Quote from Avid reader
Fail her! People's lives are at risk and you would be doing her a favor anyway. It's a serious job with serious consequences. People like her throw others under the bus to cover for their own mistakes and I would blame you for any of hers. It's also part of your job re evaluation. This isn't about your feelings but future possible lives. You need to be evaluated as well it seems. After so many clues of her deficiencies, you still need reassurance. Fail her, then help her or find someone else to better remonstrate her failings and lack of alacrity.
With all due respect, it's not that easy to decide to fail someone, even if all S&Sx point to the fact that they need to be failed. A failure could potentially end a nursing student's education, especially if she's failed before and/or her program is very strict about the number of times a student can fail.
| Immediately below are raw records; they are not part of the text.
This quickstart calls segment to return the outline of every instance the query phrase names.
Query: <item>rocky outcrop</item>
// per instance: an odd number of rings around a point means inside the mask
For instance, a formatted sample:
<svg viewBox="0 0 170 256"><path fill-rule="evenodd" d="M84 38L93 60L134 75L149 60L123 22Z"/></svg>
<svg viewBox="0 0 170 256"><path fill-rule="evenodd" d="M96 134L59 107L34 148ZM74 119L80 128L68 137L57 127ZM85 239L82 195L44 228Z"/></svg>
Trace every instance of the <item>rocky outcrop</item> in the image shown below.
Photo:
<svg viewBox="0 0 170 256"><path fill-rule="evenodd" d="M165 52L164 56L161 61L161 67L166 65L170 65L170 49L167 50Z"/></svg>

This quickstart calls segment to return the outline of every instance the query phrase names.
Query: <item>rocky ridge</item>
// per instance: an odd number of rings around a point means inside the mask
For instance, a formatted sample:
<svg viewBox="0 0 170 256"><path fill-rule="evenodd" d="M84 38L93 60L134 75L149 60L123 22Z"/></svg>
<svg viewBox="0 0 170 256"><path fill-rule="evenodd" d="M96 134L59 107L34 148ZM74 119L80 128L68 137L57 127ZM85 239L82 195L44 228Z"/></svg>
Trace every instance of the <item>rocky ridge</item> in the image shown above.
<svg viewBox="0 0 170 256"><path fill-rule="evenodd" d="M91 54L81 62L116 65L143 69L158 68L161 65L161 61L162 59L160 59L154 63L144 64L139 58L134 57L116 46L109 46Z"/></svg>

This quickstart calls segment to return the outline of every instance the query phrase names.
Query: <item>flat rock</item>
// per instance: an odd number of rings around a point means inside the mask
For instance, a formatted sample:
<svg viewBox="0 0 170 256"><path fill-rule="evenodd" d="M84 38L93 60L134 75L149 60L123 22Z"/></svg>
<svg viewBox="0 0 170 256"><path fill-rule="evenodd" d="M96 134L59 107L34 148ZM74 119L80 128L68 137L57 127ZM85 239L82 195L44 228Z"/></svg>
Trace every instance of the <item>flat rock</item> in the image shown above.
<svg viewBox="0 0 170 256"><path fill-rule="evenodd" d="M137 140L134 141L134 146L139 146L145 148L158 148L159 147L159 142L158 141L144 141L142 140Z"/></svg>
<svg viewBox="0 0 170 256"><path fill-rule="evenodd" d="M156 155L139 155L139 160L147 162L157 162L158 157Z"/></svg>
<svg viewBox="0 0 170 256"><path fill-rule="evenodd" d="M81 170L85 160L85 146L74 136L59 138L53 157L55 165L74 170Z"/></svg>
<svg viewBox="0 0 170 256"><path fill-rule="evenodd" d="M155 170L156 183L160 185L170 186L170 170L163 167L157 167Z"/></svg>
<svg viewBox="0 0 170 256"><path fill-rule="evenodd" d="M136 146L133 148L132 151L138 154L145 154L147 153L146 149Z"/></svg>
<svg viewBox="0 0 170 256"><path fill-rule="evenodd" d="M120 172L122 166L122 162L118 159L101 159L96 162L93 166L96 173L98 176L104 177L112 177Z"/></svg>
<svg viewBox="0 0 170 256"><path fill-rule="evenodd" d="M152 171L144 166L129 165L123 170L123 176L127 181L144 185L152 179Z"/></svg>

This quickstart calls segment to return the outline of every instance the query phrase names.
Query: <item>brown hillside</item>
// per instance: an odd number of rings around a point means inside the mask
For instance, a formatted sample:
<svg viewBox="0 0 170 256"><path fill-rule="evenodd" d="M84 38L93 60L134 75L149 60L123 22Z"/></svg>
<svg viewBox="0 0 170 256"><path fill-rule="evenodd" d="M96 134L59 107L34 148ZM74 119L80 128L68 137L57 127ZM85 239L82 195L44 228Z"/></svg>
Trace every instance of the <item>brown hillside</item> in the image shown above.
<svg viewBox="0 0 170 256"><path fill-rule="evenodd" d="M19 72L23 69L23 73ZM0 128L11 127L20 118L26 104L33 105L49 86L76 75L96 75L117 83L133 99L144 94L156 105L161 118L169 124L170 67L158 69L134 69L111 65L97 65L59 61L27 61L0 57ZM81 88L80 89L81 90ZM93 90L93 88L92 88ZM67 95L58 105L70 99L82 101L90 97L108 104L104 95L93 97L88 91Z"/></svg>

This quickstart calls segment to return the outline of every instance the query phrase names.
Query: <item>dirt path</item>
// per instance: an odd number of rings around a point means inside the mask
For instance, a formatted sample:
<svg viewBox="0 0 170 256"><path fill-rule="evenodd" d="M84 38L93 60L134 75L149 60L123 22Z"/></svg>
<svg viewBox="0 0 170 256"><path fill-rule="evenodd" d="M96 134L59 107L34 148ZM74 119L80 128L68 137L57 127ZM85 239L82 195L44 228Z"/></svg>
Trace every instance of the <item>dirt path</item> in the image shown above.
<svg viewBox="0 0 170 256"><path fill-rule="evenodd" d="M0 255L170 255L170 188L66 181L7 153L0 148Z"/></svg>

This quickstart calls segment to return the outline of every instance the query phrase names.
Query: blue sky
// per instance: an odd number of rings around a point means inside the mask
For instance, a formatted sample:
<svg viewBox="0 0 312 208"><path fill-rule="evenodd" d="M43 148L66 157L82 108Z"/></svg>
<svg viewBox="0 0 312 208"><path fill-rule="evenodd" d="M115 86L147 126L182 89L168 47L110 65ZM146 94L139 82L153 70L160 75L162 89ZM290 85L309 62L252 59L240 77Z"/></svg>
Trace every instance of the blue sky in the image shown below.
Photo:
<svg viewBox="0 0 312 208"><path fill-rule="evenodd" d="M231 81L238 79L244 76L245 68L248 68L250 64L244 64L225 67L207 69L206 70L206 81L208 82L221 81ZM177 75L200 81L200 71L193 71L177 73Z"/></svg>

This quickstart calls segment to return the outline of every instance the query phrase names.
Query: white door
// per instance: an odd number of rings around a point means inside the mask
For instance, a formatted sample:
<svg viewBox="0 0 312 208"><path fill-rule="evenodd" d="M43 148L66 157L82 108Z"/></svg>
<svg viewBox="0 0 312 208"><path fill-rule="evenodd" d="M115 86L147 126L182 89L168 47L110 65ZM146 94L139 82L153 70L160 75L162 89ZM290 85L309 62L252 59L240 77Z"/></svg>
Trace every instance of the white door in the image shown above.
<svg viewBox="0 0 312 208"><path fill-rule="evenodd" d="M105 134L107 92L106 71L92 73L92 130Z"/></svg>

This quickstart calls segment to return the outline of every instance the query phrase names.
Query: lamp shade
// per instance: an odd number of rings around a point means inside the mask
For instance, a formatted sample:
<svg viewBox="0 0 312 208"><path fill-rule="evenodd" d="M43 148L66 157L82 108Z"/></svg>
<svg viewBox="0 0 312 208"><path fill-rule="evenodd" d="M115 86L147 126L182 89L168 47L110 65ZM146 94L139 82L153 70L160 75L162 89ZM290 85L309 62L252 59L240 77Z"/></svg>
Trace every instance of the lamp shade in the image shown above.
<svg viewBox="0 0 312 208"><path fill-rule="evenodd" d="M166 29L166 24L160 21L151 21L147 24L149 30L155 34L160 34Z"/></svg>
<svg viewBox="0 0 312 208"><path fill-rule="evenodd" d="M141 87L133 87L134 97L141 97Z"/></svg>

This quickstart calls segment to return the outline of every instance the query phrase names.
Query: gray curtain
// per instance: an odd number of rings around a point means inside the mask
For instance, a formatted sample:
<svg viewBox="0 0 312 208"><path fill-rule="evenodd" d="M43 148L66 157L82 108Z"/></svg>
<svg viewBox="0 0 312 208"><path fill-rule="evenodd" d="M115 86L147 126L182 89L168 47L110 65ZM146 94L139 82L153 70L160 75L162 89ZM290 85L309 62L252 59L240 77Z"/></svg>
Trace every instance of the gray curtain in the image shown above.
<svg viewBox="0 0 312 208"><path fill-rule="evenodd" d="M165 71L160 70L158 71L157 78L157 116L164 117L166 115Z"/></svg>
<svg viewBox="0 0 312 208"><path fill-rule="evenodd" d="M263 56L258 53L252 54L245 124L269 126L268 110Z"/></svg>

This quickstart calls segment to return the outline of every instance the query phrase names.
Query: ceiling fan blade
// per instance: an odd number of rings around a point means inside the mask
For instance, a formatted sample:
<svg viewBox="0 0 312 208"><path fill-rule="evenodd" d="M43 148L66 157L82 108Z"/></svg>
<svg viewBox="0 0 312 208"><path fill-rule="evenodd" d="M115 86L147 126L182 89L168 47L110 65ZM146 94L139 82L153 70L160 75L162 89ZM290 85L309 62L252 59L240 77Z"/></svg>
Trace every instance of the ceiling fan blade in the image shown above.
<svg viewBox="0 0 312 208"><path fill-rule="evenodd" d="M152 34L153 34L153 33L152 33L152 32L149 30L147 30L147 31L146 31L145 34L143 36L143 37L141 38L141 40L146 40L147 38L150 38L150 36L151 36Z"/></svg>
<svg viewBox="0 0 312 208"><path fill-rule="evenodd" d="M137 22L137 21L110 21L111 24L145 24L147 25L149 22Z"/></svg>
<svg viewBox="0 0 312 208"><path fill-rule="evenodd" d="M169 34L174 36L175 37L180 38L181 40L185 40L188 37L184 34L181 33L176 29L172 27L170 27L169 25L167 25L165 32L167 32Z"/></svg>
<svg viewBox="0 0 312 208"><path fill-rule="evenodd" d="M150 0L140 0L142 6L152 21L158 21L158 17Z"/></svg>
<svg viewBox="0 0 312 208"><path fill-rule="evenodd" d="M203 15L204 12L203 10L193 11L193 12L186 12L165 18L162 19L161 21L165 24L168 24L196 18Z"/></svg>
And, as you can very well read by the number of sob stories in the nursing student forums, being failed is quite a crushing blow to the student. Often, it is a very much needed blow. But that doesn't make it any less crushing.
I'm not saying OP should pass a student that is not performing at passing standards. If the student is performing poorly, then the student should definitely fail.
But IMO it's OK for the OP to feel what he/she is feeling. It doesn't necessarily mean OP is a poor preceptor.
OP: You've already talked to her, you've talked to her facility...at this point, Alice has the next 3-4 shifts to prove she got the message. It's really on Alice, not YOU, to determine if Alice can pass. If at the end of the preceptorship, nothing has changed in Alice's attitude or performance, then she deserves to fail. You've done your job--now Alice needs to do hers.
And should she manage to pull it together and improve enough to pass, you are in no way obligated to provide a positive reference (or even any reference) to employers about Alice's performance.